Rent Reduction Bill 2022: First Stage

I move:

That leave be granted to introduce a Bill entitled an Act to amend the Residential Tenancies Act 2004 to reduce rents to affordable levels by limiting them to a maximum of a quarter of monthly household incomes and to establish a National Rent Authority for this purpose.

The purpose of this Bill is to amend the Residential Tenancies Act 2004 to reduce rents to affordable levels by limiting them to a maximum of a quarter of median monthly household incomes and to establish a national rent authority to oversee this. There will an exclusion for luxury accommodation because we do not particularly want to control the rents of multimillionaires who are renting penthouses or luxury suites.

The need to control rents should be self-evident, as is the total failure of the Government to do so. Rent pressure zones have failed spectacularly in controlling rents. In the last decade, average rents have increased by more than 100%. In the last year alone, they have gone up by 12%. They have now reached truly obscene levels. While they are going up literally every week, at the last count, the average rent in my area was €2,200 and you would be lucky to find somewhere for that these days. We should think about that. That is impossible for the vast majority of working people. Somebody on an average income would have to fork out approximately 70% of income to meet that rent. Needless to say, great numbers of people simply cannot do that and are therefore being driven into homelessness. The income of working people who go out, work hard and do all the right things is, at the end of the week, not even close to enough to pay these absolutely extortionate rents. We have to do something about it.

By the way, this is also costing the State money. We have no choice but to support people on lower incomes and to give them the housing assistance payment, lease arrangements and rental accommodation scheme payments but that is costing the State approximately €1 billion a year, a figure that is also rising. It is insanity. The public, the taxpayer and the State are being absolutely crucified by these corporate landlords that are charging extortionate rents. Ordinary people simply cannot afford them and many are driven into homelessness and absolutely desperate situations.

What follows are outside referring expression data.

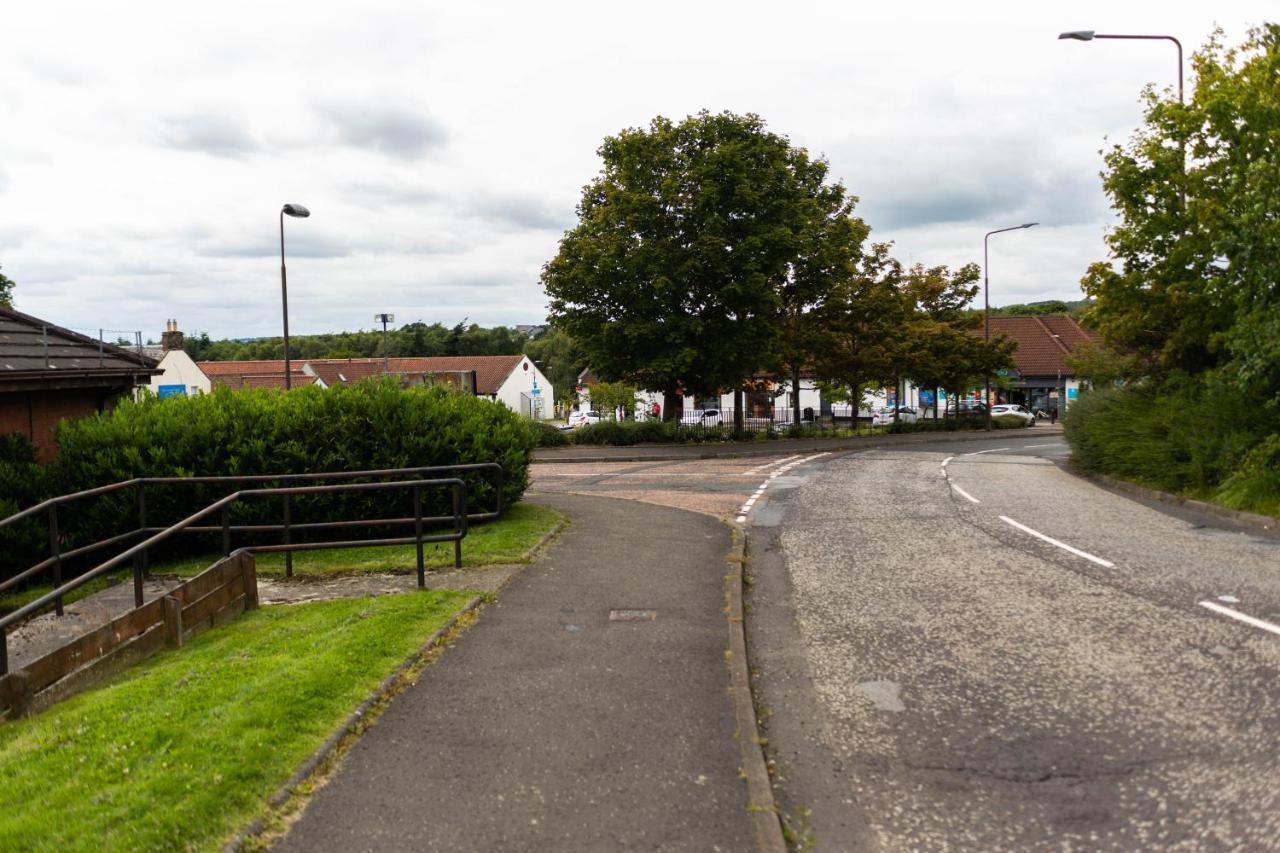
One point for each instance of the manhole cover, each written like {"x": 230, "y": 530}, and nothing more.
{"x": 632, "y": 615}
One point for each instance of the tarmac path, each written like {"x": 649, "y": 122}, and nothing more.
{"x": 967, "y": 647}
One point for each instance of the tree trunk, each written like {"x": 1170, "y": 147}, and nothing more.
{"x": 795, "y": 393}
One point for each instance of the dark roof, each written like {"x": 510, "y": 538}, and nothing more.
{"x": 1043, "y": 342}
{"x": 31, "y": 349}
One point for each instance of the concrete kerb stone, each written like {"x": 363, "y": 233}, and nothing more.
{"x": 1262, "y": 524}
{"x": 348, "y": 726}
{"x": 763, "y": 810}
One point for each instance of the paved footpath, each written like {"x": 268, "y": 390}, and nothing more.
{"x": 551, "y": 728}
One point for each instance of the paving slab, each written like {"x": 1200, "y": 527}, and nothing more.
{"x": 552, "y": 726}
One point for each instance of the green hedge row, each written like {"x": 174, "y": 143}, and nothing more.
{"x": 1188, "y": 436}
{"x": 357, "y": 427}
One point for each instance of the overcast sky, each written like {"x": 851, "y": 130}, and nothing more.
{"x": 146, "y": 147}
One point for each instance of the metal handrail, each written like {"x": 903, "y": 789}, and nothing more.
{"x": 460, "y": 532}
{"x": 51, "y": 505}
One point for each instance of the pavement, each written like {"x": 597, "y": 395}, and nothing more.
{"x": 586, "y": 710}
{"x": 999, "y": 655}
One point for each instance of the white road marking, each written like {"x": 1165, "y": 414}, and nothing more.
{"x": 1060, "y": 544}
{"x": 1243, "y": 617}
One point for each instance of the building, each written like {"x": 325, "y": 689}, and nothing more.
{"x": 1041, "y": 378}
{"x": 49, "y": 373}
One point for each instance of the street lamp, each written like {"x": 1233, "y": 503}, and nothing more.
{"x": 986, "y": 301}
{"x": 301, "y": 213}
{"x": 1088, "y": 35}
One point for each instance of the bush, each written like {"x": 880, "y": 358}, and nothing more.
{"x": 22, "y": 484}
{"x": 1183, "y": 434}
{"x": 357, "y": 427}
{"x": 544, "y": 434}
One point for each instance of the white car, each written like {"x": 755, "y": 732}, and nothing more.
{"x": 885, "y": 416}
{"x": 702, "y": 418}
{"x": 581, "y": 419}
{"x": 1013, "y": 410}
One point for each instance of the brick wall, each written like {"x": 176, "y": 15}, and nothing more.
{"x": 35, "y": 414}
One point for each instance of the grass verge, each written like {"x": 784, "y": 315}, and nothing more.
{"x": 186, "y": 748}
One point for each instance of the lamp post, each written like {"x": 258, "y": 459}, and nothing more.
{"x": 986, "y": 301}
{"x": 301, "y": 213}
{"x": 1088, "y": 35}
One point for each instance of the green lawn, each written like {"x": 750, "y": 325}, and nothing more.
{"x": 182, "y": 751}
{"x": 504, "y": 541}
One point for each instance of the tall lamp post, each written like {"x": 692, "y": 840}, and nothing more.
{"x": 1088, "y": 35}
{"x": 301, "y": 213}
{"x": 986, "y": 301}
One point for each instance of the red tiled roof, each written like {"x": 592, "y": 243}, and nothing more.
{"x": 1040, "y": 352}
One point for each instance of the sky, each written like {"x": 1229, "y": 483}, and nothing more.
{"x": 147, "y": 147}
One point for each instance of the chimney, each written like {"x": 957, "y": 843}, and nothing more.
{"x": 172, "y": 337}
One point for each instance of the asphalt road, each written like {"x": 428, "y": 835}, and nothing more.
{"x": 961, "y": 646}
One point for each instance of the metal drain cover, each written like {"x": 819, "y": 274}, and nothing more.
{"x": 632, "y": 615}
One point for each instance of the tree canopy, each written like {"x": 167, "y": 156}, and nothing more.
{"x": 693, "y": 245}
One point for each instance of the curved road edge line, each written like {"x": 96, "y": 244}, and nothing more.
{"x": 759, "y": 792}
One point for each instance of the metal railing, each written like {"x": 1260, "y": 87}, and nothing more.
{"x": 460, "y": 519}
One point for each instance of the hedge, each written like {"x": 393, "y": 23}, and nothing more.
{"x": 356, "y": 427}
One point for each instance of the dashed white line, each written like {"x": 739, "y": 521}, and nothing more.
{"x": 1088, "y": 556}
{"x": 1243, "y": 617}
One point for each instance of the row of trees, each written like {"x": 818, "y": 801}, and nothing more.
{"x": 712, "y": 254}
{"x": 410, "y": 340}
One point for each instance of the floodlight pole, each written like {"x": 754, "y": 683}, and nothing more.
{"x": 302, "y": 213}
{"x": 986, "y": 304}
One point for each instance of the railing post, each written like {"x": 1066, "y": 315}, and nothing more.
{"x": 288, "y": 539}
{"x": 417, "y": 534}
{"x": 54, "y": 551}
{"x": 227, "y": 529}
{"x": 458, "y": 524}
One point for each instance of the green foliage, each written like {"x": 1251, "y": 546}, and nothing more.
{"x": 7, "y": 286}
{"x": 22, "y": 484}
{"x": 675, "y": 276}
{"x": 547, "y": 434}
{"x": 410, "y": 340}
{"x": 359, "y": 427}
{"x": 182, "y": 751}
{"x": 1192, "y": 288}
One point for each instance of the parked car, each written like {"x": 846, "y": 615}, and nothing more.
{"x": 702, "y": 418}
{"x": 1013, "y": 410}
{"x": 581, "y": 419}
{"x": 885, "y": 416}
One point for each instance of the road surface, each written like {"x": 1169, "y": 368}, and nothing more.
{"x": 963, "y": 646}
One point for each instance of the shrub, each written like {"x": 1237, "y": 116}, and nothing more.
{"x": 357, "y": 427}
{"x": 22, "y": 484}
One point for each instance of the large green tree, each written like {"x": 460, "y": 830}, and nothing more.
{"x": 691, "y": 249}
{"x": 1196, "y": 258}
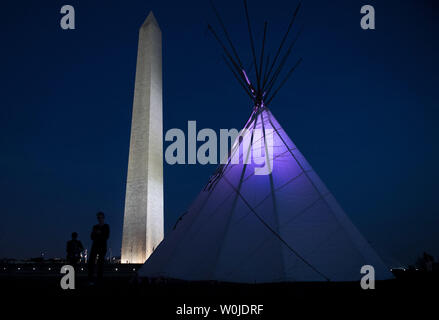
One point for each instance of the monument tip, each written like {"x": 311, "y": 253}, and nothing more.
{"x": 150, "y": 20}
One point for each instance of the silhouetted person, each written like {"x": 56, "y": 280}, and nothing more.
{"x": 74, "y": 249}
{"x": 99, "y": 235}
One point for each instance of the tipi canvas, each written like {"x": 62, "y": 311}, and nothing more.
{"x": 248, "y": 227}
{"x": 265, "y": 215}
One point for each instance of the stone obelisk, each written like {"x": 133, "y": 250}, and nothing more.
{"x": 143, "y": 218}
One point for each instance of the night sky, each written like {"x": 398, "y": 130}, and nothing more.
{"x": 362, "y": 107}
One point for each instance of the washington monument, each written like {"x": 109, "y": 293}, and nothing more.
{"x": 143, "y": 218}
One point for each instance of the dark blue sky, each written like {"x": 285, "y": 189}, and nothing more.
{"x": 362, "y": 107}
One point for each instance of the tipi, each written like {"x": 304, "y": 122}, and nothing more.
{"x": 247, "y": 226}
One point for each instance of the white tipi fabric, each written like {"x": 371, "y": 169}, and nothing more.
{"x": 284, "y": 226}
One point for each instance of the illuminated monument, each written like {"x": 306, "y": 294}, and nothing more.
{"x": 143, "y": 218}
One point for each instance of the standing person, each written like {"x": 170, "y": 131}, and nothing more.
{"x": 74, "y": 249}
{"x": 99, "y": 234}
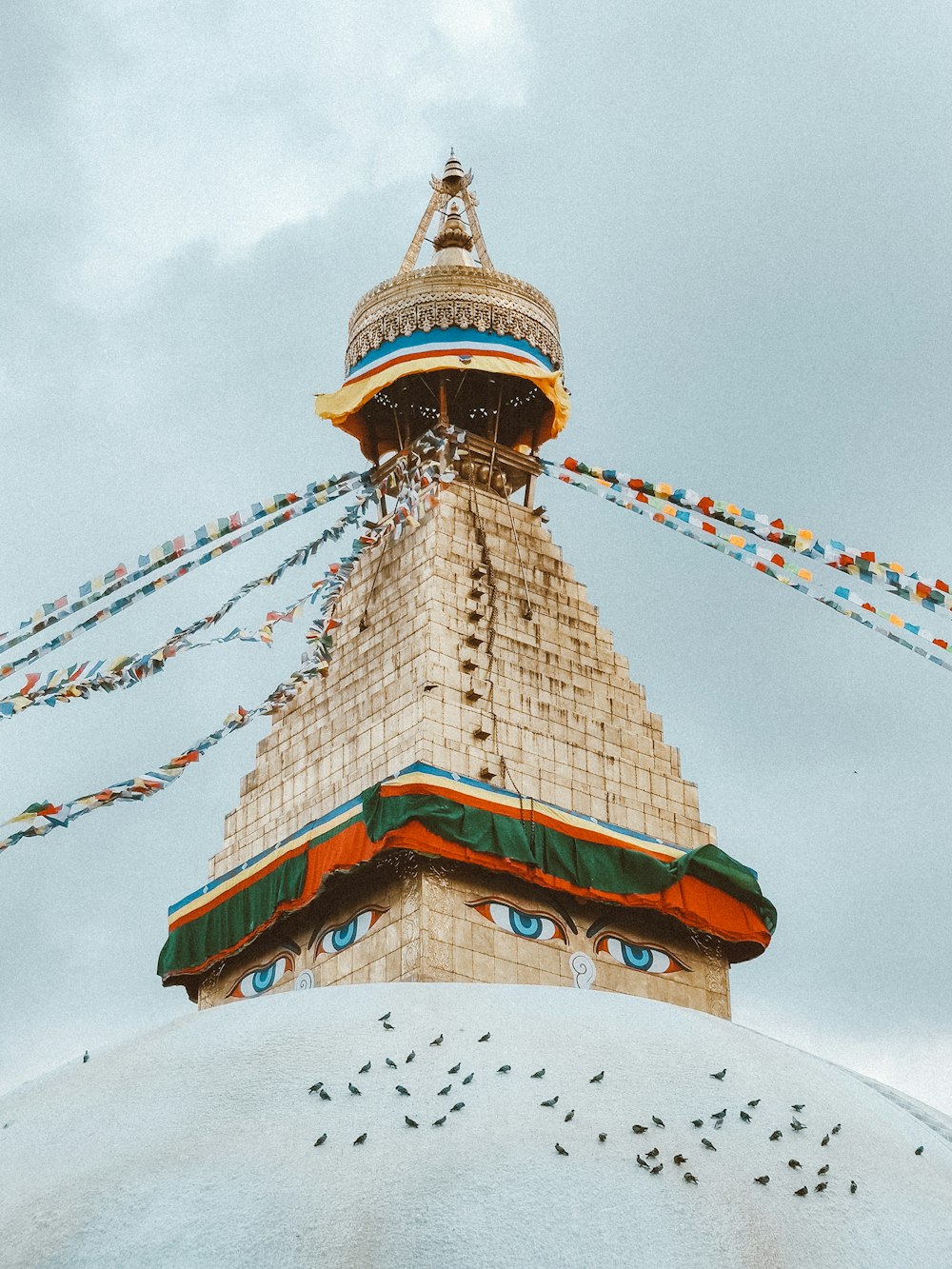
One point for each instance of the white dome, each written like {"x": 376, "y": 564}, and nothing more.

Yesterday, I raised the case of Anthony and Niamh, who are still homeless. They have two children but the only thing they have been offered since they were made homelessness having been unable to find anywhere to rent after being evicted on the grounds of sale is one bedroom for them and their two children in a hostel in town when the two kids go to school in the Sallynoggin area. One of the couple works in Bray and the other in Sallynoggin. The only offer they got was one room for four people in a hostel in Gardiner Street. It is shocking. I am not exaggerating when I say I am dealing with approximately 12 cases of households, the vast majority of which comprise people who have kids and who are working, who are going to be in the same situation in the coming weeks. It is absolutely shameful. The high rents are directly contributing to this problem.

The Government will say that eventually supply will reduce rents. That is absolute nonsense. There is no evidence at all to suggest that. Even when we had record levels of supply during the Celtic tiger period, rents did not go down but continued to rise, as did house prices. When you look at what developers are building at the moment, you will see that extortionate rents are being charged for what is being supplied. We have to do something about this. It is obvious that we have to deliver public and affordable housing but another key part of addressing this crisis is to control and set rents, as is done in many other countries. I very much doubt that the Government will agree with this but we will fight hard and campaign for the introduction of a proper rent control regime.

Is the Bill opposed?

Question put and agreed to.

Since this is a Private Members' Bill, Second Stage must, under Standing Orders, be taken in Private Members' time.

I move: "That the Bill be taken in Private Members' time."

Question put and agreed to.
Cuireadh an Dáil ar fionraí ar 1.09 p.m. agus cuireadh tús leis arís ar 1.53 p.m.
Sitting suspended at 1.09 p.m. and resumed at 1.53 p.m.